France by the Numbers: “You shall not crucify mankind upon a croissant d’or.” That was Alan Taylor’s response (in correspondence) to François Hollande’s embrace of Say’s law — he literally said that “supply actually creates demand” — together with a shift to, again in his own words, supply-side policies. Kevin O’Rourke also weighs in, as did Ambrose Evans-Pritchard . ...
The amazing thing to me, aside from Hollande’s haplessness, is the extreme pessimism that has evidently enveloped French elite opinion. You’d think that France was a disaster area. Yet the numbers, while not good, just aren’t that dramatic. ... [presents evidence]...
Again, things aren’t good. But you do have to wonder why the French elite is so easily intimidated into making a hard right turn while the elites of much worse cases like Finland and the Netherlands remain steadfast in their notion that the worse things get, the more committed they have to be to inflicting further pain.
Update: Dean Baker:
The Austerians Take Over the NYT's News Pages: The Case of France: The New York Times news section praised the decision by French President François Hollande to cut social welfare spending and taxes in the same way that sports reporters trumpet the performance of the local team's quarterback. The article described the plan as moving in "a centrist direction" and said that "economic experts" were "gratified that Mr. Hollande finally seemed willing to wrestle with France’s intractable unemployment."
Really? Cutting spending when France's economy is still far below full employment is considered a pro-employment move by economic experts? Do these experts have any evidence to contradict the now vast literature, much of it produced by the International Monetary Fund, that shows such spending cuts will reduce growth and raise unemployment? (Paul Krugman does a nice job summarizing the case this morning...)

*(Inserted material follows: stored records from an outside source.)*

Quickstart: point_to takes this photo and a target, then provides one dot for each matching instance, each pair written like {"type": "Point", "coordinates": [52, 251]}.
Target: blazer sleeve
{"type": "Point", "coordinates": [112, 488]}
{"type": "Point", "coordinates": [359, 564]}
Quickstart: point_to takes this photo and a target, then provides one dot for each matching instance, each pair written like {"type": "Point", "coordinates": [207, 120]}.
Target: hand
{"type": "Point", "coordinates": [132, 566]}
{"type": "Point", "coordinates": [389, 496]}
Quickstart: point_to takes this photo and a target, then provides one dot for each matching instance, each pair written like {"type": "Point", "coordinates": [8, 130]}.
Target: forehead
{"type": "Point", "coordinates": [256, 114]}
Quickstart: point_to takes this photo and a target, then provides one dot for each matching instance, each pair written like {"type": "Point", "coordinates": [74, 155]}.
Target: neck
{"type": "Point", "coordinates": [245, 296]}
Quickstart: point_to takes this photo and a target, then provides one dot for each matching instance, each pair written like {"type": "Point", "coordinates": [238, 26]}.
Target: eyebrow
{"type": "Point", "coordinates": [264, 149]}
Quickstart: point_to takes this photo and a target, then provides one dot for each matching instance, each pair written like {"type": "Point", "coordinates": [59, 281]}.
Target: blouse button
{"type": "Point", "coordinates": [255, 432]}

The point here is that the NYT is acting as a mouthpiece for the agenda of the right-wing in Europe. It is presenting a position that has been decisively defeated in the economic debates of the last five years as the consensus within the economics profession. If anything, the consensus view within the economics profession is that Hollande's program will slow growth and raise unemployment. France's economy needs more demand, not spending cuts.